I just got 2 refurbs and neither of them will connect to 4g on my sim (verizon). 3g works fine.

they both updated to vrbmf1 and keep oscillating between 2,4,8 asu while my gnex right next to it is at 43asu.

tried all combinations of settings in mobile networks (mode, apn, roaming, blah). the same sim in the nexus is no problem. tried a different sim, same thing. any idea what incredibly simple thing i am missing here?


----------



## WhataSpaz (Feb 20, 2012)

Asking the obvious, but does your area actually get LTE?


----------



## k.electron (Aug 17, 2011)

Haha yeah both sims work great with both nexuses 4g 20+ mbps


----------



## k.electron (Aug 17, 2011)

this is just too weird.. flashed multiple basebands with zero luck on both s3s.

my sims have slight use scratches but they register just fine on the nexuses. is there anything on the sims that would prevent 4g but let 3g work without issues?

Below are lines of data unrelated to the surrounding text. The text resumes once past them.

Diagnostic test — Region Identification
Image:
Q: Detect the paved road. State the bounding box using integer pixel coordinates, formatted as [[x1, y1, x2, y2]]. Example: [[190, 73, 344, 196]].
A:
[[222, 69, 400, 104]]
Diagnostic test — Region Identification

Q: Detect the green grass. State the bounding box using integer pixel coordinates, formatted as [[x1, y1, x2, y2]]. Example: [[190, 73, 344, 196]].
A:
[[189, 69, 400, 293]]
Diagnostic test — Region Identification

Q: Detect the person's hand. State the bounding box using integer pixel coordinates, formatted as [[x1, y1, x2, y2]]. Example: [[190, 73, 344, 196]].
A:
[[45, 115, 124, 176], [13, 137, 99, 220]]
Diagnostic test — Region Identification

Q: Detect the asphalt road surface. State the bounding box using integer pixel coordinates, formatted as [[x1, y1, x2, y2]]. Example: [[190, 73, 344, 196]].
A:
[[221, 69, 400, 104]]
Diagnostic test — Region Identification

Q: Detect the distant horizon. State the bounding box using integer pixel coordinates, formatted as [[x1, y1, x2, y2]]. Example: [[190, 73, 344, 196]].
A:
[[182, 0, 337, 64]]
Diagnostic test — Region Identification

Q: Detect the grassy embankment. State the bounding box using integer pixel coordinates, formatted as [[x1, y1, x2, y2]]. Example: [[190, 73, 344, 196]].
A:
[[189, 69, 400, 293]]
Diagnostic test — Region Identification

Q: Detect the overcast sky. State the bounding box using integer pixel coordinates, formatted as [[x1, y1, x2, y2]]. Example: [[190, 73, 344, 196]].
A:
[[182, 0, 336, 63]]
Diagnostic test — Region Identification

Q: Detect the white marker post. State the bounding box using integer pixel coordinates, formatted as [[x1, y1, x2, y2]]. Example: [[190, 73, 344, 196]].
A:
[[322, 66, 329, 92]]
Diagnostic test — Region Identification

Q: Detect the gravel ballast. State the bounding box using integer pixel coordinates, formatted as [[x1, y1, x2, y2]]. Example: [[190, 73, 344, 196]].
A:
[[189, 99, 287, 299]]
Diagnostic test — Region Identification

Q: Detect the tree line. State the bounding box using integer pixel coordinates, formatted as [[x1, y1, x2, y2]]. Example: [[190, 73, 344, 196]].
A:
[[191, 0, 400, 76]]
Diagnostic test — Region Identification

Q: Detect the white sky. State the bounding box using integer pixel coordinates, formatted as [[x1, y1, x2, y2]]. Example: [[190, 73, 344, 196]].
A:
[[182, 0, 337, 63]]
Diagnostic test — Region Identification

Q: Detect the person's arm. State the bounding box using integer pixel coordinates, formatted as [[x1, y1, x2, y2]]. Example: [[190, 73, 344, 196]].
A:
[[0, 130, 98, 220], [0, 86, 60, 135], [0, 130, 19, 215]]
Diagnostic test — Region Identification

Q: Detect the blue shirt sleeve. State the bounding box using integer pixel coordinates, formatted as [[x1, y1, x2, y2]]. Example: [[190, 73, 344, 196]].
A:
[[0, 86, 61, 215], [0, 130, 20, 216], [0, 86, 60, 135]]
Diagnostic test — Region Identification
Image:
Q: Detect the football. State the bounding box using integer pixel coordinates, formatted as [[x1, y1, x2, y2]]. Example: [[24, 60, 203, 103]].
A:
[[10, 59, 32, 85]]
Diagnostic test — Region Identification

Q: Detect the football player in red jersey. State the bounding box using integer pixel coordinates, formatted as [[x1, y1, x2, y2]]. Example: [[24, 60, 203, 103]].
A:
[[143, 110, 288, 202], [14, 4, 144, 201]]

i tried the advanced signal detector and all the lte signal fields are n/a

cdma signal is -68 dbm but the asu isnt -68+140, it just sits at 1,2,4 or 8.


----------



## k.electron (Aug 17, 2011)

signal detector shows numbers in the lte section when there is no sim.... looks like 2 busted sims that somehow work with the nexus.


----------



## k.electron (Aug 17, 2011)

its the sim. i put in a friends sim and it worked fine. so dumb that both my sims did this.


----------